Women hold a screen with honey comb on it while three students look on.
Karen Youden Walsh, a Lodgy Bay beekeeper and member of the Newfoundland and Labrador Beekeepers Association (NLBA) teaches students at BRJH about caring for bees. Photo courtesy of Suzanne Fitzpatrick. June 2019.

The Hive

Nonetheless, Suzanne and the students forged ahead with their beekeeping efforts. In June 2019, Karen Youden Walsh, a Lodgy Bay beekeeper and member of the Newfoundland and Labrador Beekeeping Association (NLBA), visited BRJH to teach the students about beekeeping. That same month, the class visited G&M Family Farm in Placentia Bay to learn about bees and beekeeping from Gerard Smith and his team.

Suzanne and her students have learned a tremendous amount about bees since they started their beekeeping project in 2019. “What has really surprised me is how much there is to learn about bees and beekeeping, and how absolutely amazing honeybees are,” said Suzanne. “For example, the workers all have specific tasks for life, including acting as undertakers who remove dead bees from the hive. Their social structure is amazing and their dedication to the survival of the colony is awe-inspiring. The beekeepers have all been incredibly supportive and have been a huge asset. We would never have a beehive without them freely giving their time and knowledge to support us, and loaning us equipment.”

In July of 2019, the BRJH students received their nucleus colony, a small honeybee colony created from a larger colony, from another beekeeper in the province. 

Man stands before a table with jars of honey leading a demonstration to a room full of students.
Suzanne’s class visited G&M Family Farm to learn about beekeeping. Photo courtesy of Suzanne Fitzpatrick. June 2019.

Mahmoud Hiddo, a father of one of the students, volunteered to teach the students how to care for their new hive. Mahmoud has extensive experience as a beekeeper. His family moved to Newfoundland from Syria, where he grew up keeping his own bee hives. Suzanne spent time at the hives with Mahmoud, and found some of his methods quite different than expected. “It was surprising to discover some experienced beekeepers – like Mahmoud – don’t wear any protective clothing,” she said. “Mahmoud says, ‘I go to be with the bees.’ I didn’t think that was possible.”

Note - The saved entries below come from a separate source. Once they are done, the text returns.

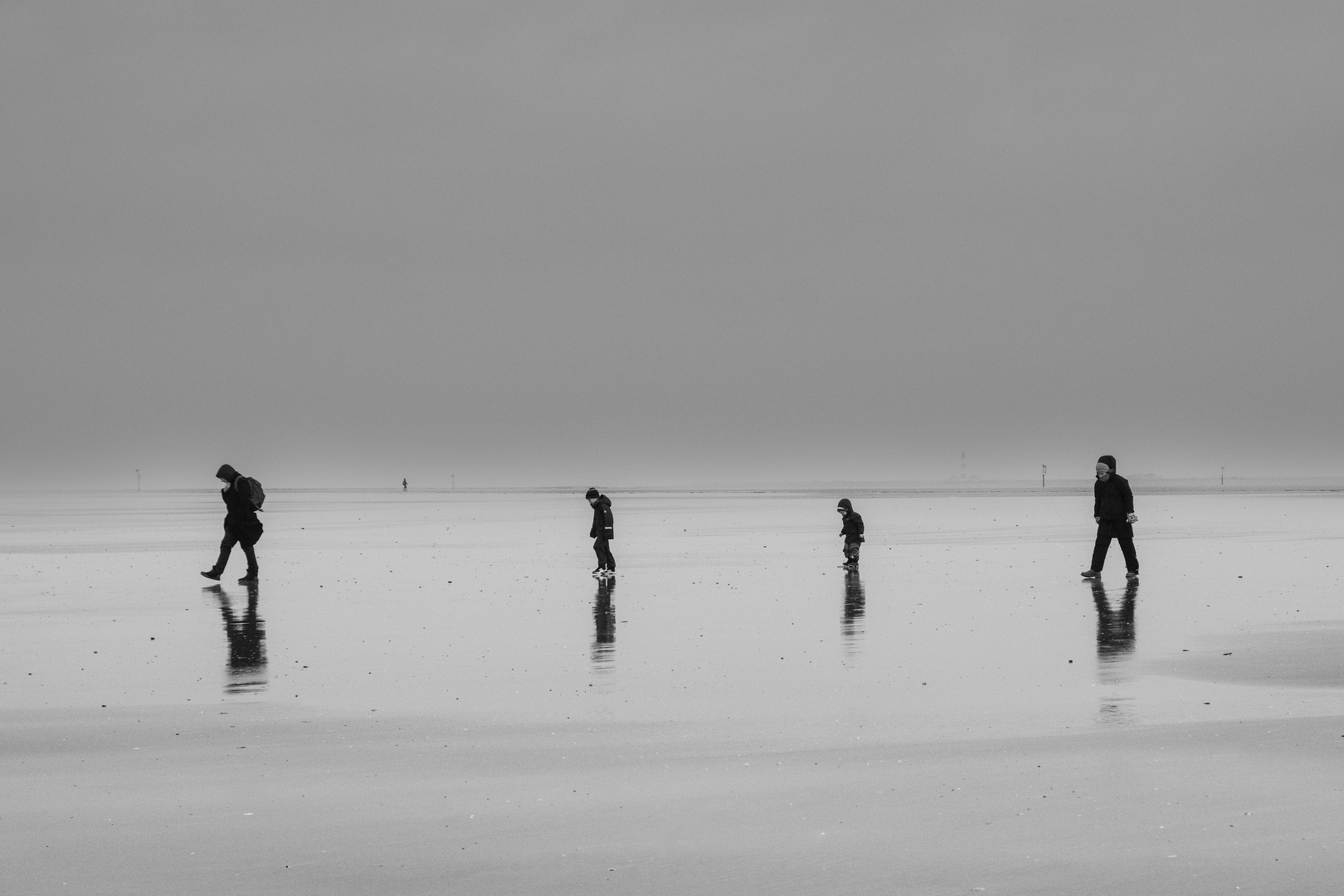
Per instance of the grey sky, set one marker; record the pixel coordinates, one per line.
(533, 243)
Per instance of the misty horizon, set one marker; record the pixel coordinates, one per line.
(593, 243)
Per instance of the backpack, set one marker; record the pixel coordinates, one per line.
(258, 494)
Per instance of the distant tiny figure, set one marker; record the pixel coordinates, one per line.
(1113, 508)
(241, 524)
(601, 533)
(852, 533)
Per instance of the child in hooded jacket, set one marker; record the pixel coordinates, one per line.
(852, 533)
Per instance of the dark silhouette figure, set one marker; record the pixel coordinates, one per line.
(604, 625)
(852, 531)
(246, 637)
(1113, 508)
(241, 524)
(601, 533)
(851, 626)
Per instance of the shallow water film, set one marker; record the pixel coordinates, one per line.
(470, 621)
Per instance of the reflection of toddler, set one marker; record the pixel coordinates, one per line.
(852, 533)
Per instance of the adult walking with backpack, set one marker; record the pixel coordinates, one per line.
(242, 497)
(601, 533)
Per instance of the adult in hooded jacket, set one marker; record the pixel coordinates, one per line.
(241, 524)
(601, 531)
(1113, 508)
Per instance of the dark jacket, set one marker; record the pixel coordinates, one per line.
(852, 523)
(602, 519)
(242, 514)
(1112, 500)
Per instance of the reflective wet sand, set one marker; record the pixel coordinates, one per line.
(429, 694)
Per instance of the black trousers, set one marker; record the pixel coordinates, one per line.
(226, 547)
(601, 547)
(1124, 533)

The Future Beekeepers of BRJH

Since their hive arrived last summer, the students have learned about bees and beekeeping from Mahmoud and waited through the long winter. Suzanne said that beekeeping, along with other aspects of the Food Security Project, have had a positive impact on the students. “The students love it and participate with enthusiasm whether it is visiting the hive, growing food hydroponically or working in the garden. We have had a lot of really fun times, despite the hard work which is often involved,” she said. “It has really lifted learning science off the page and taken us out of the classroom, so students are learning experientially and with an inquiry based focus.”

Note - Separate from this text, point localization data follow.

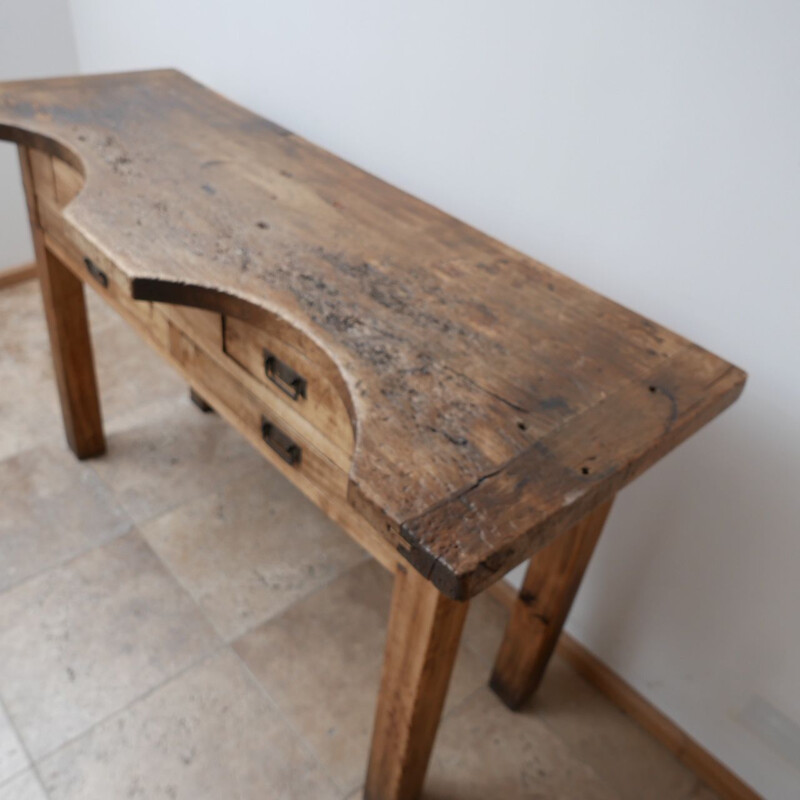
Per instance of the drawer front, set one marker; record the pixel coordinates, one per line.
(275, 437)
(292, 378)
(105, 279)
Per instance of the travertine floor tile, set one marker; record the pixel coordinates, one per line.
(321, 663)
(12, 756)
(169, 453)
(210, 734)
(483, 631)
(85, 639)
(28, 401)
(250, 550)
(130, 374)
(22, 787)
(484, 751)
(602, 736)
(53, 507)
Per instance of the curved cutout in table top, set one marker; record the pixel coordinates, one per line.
(494, 400)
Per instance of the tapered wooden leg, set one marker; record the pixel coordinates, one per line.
(424, 632)
(541, 609)
(200, 402)
(70, 343)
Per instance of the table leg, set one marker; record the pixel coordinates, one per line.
(422, 641)
(70, 343)
(71, 348)
(541, 609)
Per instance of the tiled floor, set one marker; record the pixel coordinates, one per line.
(166, 635)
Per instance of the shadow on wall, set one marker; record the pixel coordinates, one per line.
(687, 546)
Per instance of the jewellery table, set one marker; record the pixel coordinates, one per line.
(454, 405)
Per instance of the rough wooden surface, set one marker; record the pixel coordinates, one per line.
(493, 400)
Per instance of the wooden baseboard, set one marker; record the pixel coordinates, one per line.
(14, 275)
(714, 773)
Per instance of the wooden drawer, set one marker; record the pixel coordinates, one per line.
(291, 376)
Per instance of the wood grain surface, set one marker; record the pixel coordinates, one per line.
(493, 401)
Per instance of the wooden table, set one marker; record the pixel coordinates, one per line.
(454, 405)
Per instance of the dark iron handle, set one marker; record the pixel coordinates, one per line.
(280, 442)
(283, 376)
(96, 272)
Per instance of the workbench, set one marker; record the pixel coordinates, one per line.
(456, 406)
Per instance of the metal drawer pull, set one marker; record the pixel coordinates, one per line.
(283, 376)
(280, 442)
(96, 272)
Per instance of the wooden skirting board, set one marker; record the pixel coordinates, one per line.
(14, 275)
(715, 774)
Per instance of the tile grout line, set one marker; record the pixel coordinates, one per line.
(31, 763)
(112, 715)
(302, 741)
(345, 794)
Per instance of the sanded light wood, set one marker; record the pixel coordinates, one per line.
(421, 646)
(493, 402)
(70, 343)
(550, 585)
(11, 276)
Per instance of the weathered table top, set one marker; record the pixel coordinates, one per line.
(494, 401)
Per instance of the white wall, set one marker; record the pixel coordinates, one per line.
(36, 40)
(647, 149)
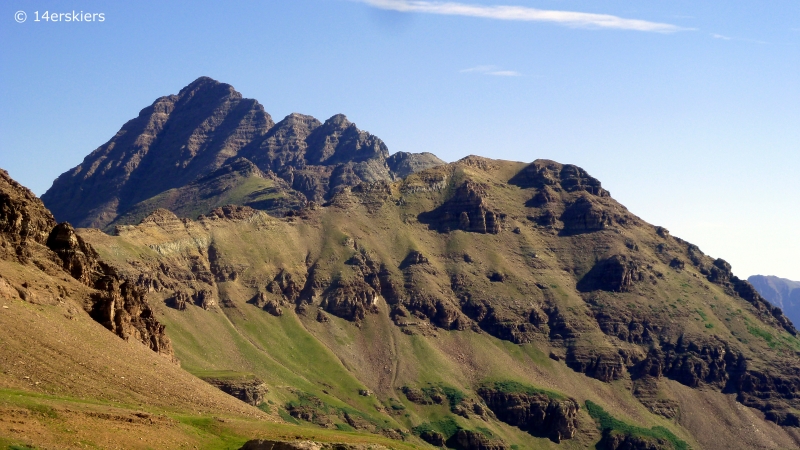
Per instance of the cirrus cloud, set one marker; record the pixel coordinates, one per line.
(522, 13)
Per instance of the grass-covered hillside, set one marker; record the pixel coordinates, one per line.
(480, 304)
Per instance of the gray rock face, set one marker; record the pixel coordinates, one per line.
(182, 139)
(404, 164)
(781, 292)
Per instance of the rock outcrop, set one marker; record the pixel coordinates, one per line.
(781, 292)
(474, 440)
(265, 444)
(468, 210)
(30, 235)
(250, 390)
(538, 413)
(193, 148)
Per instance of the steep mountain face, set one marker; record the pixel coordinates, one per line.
(781, 292)
(477, 304)
(182, 138)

Man stands in front of a pond holding a screen covered in bees and honeycomb.
Mahmoud Hiddo at the BRJH beehive. Photo courtesy of Suzanne Fitzpatrick. June 2020.

The project has also made Newfoundland and Labrador feel more like home for many students. “For most students who are recently arrived refugees, it also allows them to connect with an aspect of their former life – growing food – and it helps connect them to their new home, because they learn that despite the cold, we can grow a lot of food here on the island,” Suzanne explained. “Their families have also gotten involved and been instrumental to our success. Many have visited our classroom to see the hydroponics and have welcomed plants into their homes and gardens.”

Early this June, the weather became warm enough that Mahmoud was finally able to reopen the hive. As schools had closed due to the COVID-19 pandemic, the BRJH students were not there to see that their bees had successfully weathered the long Newfoundland winter. Suzanne is looking forward to welcoming the students back to the hive soon. “Long term, I am really hoping that if our bees thrive we will be able to provide nucleus colonies in future to our parent beekeepers and help them establish their own apiaries,” she said. “Several students are keen participants, so I’m hoping they will become future beekeepers, too.”